Could not scrap some values from json file in python

Question:

I would like scrap the data from json file, however I could not scrap the availability ("available" in json file) of the json value. The other values are scrapped sucessfully.

It shown blank on the column.

varavailability= "" if i >= len(variants) else variants[i].get('available', '')
import asyncio
import os
import random
import time
import openpyxl
import aiohttp
from urllib import request

# path="C:/Users/pengoul/Downloads/dl" 
path = os.getcwd()
print(f"CWD is {path}")
path = os.path.join(path, "download")
if not os.path.exists(path):
        os.makedirs(path)

# picpath= os.makedirs('picture')
async def request():
    async with aiohttp.ClientSession() as session:
        async with session.get(url='https://hiutdenim.co.uk/products.json?limit=500') as resp:
            html = await resp.json()
            k = list()
            f = openpyxl.Workbook()
            sheet = f.active
            sheet.append(['Name', 'Barcode', 'Product Category', 'Image', 'Internal Reference', 'Sales Price','Product Tags'])

            products = []

            print("Saving to excel ...")
            for i in html['products']:
                title = i.get('title')
                id1 = i.get('id')
                product_type = i.get('product_type')
                images = [img.get('src', '') for img in i.get('images', [])]
                products.append((title, id1, product_type, images))
                variants = [var for var in i.get('variants')]
                for i in range(max(len(images), len(variants))):
                    imgsrc = "" if i >= len(images) else images[i]
                    varsku = "" if i >= len(variants) else variants[i].get('sku', '')
                    varprice = "" if i >= len(variants) else variants[i].get('price', '')
                    varavailability= "" if i >= len(variants) else variants[i].get('available', '')
                    sheet.append([title, "'" + str(id1), product_type, imgsrc, varsku, varprice, varavailability])
                f.save(f"result230102.xlsx")
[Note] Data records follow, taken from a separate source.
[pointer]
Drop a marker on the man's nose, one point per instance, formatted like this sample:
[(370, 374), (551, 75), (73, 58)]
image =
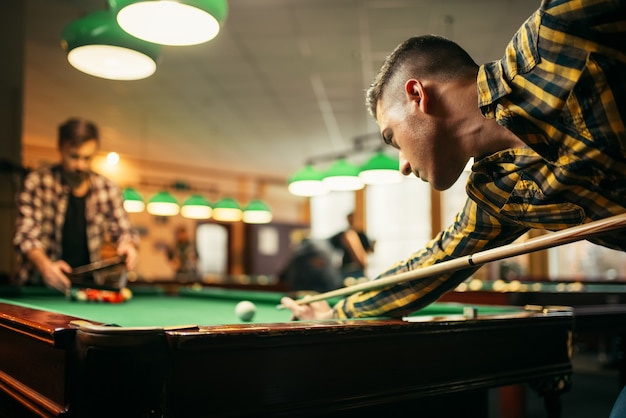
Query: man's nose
[(405, 166)]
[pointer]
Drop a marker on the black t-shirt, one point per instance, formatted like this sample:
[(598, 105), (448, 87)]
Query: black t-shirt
[(74, 242)]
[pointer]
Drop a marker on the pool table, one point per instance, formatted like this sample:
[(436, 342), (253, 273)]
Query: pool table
[(188, 355), (599, 307)]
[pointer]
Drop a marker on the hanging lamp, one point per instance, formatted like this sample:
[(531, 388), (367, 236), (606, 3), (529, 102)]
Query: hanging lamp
[(380, 169), (167, 22), (163, 204), (97, 46), (227, 210), (133, 203), (196, 207), (257, 212), (343, 176), (307, 182)]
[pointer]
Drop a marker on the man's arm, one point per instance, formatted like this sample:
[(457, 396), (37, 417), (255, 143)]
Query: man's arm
[(53, 273)]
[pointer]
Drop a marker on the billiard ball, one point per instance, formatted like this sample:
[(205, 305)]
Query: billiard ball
[(126, 293), (245, 310)]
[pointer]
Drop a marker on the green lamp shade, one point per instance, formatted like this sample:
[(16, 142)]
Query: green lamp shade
[(163, 204), (133, 202), (343, 176), (196, 207), (381, 169), (227, 210), (182, 22), (97, 46), (257, 212), (307, 182)]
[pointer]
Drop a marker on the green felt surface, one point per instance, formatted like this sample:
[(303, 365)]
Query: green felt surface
[(204, 306)]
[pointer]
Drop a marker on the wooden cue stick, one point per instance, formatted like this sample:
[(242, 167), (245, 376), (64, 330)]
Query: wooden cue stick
[(554, 239)]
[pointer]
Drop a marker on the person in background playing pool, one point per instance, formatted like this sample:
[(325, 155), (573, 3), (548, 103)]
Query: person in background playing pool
[(355, 246), (545, 125), (66, 212)]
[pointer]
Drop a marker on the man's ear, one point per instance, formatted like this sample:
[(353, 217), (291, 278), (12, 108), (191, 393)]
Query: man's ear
[(415, 92)]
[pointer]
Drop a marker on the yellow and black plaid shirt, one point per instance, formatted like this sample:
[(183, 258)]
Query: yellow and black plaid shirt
[(561, 88), (42, 205)]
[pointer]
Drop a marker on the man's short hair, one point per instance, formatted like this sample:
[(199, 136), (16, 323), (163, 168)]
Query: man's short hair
[(76, 131), (428, 57)]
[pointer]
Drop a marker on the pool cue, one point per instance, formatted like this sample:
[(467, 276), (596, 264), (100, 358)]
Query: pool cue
[(554, 239)]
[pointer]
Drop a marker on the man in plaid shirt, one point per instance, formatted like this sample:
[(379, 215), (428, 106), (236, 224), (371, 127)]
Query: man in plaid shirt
[(546, 126), (66, 212)]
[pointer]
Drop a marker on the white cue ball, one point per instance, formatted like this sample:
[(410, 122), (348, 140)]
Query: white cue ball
[(245, 310)]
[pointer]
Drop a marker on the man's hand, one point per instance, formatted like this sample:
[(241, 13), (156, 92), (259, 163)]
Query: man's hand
[(54, 275), (315, 310)]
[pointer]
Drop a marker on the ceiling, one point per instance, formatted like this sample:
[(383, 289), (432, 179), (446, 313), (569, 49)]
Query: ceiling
[(283, 81)]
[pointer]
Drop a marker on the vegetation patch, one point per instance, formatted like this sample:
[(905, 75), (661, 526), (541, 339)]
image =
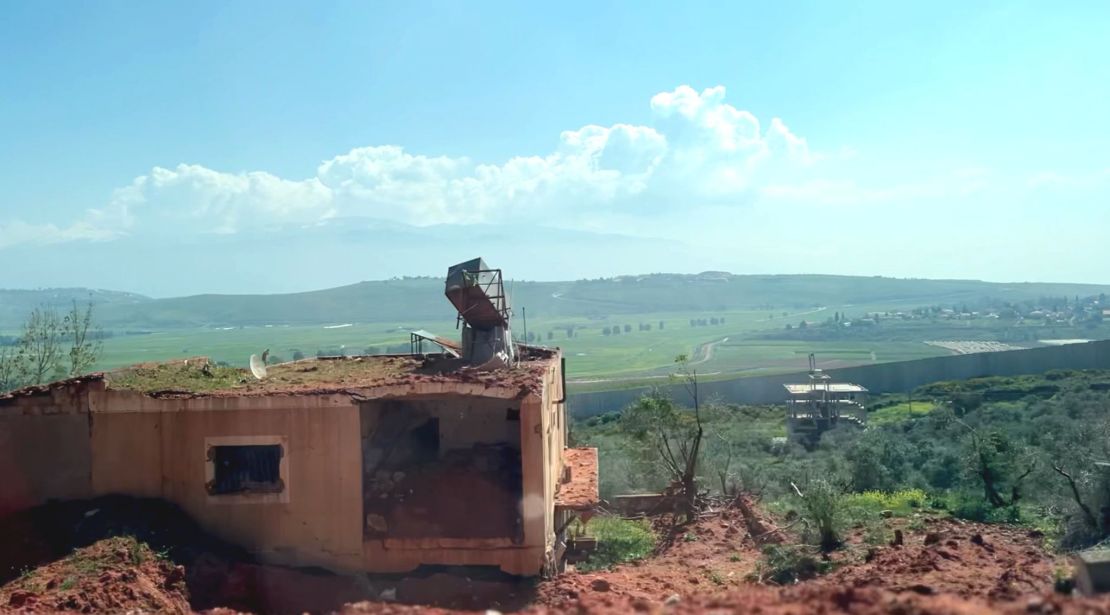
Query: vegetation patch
[(618, 541)]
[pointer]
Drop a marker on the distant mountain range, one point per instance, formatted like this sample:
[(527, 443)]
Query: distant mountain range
[(421, 299)]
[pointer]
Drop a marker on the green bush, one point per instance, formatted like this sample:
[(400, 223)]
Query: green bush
[(821, 508), (900, 503), (786, 564), (618, 541)]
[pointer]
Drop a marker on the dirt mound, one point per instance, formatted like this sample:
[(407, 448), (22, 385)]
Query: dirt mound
[(706, 557), (114, 575), (950, 556), (93, 556), (948, 566)]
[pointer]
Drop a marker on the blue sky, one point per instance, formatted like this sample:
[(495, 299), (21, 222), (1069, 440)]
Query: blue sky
[(939, 139)]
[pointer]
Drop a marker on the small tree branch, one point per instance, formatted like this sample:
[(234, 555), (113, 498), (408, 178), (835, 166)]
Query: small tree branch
[(1088, 515)]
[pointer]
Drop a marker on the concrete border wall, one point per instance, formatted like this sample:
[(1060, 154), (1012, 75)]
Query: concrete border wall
[(884, 377)]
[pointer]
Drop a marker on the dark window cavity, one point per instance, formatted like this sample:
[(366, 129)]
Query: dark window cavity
[(246, 469)]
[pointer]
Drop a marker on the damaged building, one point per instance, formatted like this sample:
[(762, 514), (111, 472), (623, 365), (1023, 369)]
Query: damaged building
[(380, 464)]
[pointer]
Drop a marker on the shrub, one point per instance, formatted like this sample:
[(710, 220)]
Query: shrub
[(786, 564), (900, 503), (821, 507), (618, 541)]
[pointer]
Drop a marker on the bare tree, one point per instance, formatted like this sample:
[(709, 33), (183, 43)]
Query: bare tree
[(10, 373), (688, 377), (83, 350), (40, 348)]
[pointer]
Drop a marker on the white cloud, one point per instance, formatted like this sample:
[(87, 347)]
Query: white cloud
[(699, 152), (699, 148)]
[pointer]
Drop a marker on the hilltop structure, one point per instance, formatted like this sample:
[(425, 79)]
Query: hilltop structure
[(365, 463), (820, 404)]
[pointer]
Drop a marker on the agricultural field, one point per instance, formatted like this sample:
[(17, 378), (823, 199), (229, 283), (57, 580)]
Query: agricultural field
[(614, 331)]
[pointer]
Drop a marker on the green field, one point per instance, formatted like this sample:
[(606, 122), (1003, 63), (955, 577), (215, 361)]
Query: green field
[(750, 323)]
 print("Downloading images ...")
            for product in products:
                title, id1, product_type, images = product
                for seq, imgurl in enumerate(images):
                    print(f"Downloading img for {id1} ({seq + 1}/{len(images)})")
                    request.urlretrieve(imgurl, os.path.join(path, f"{id1}-{seq + 1}.jpg"))

async def download(url):
    image = url[0]
    file_name = f'{url[1]}.jpg'
    print(f'picpath/{file_name}')
    async with aiohttp.ClientSession() as session:
        time.sleep(random.random())
        async with session.get(image) as resp:
            with open(path+ file_name, mode='wb') as f:
                f.write(await resp.content.read())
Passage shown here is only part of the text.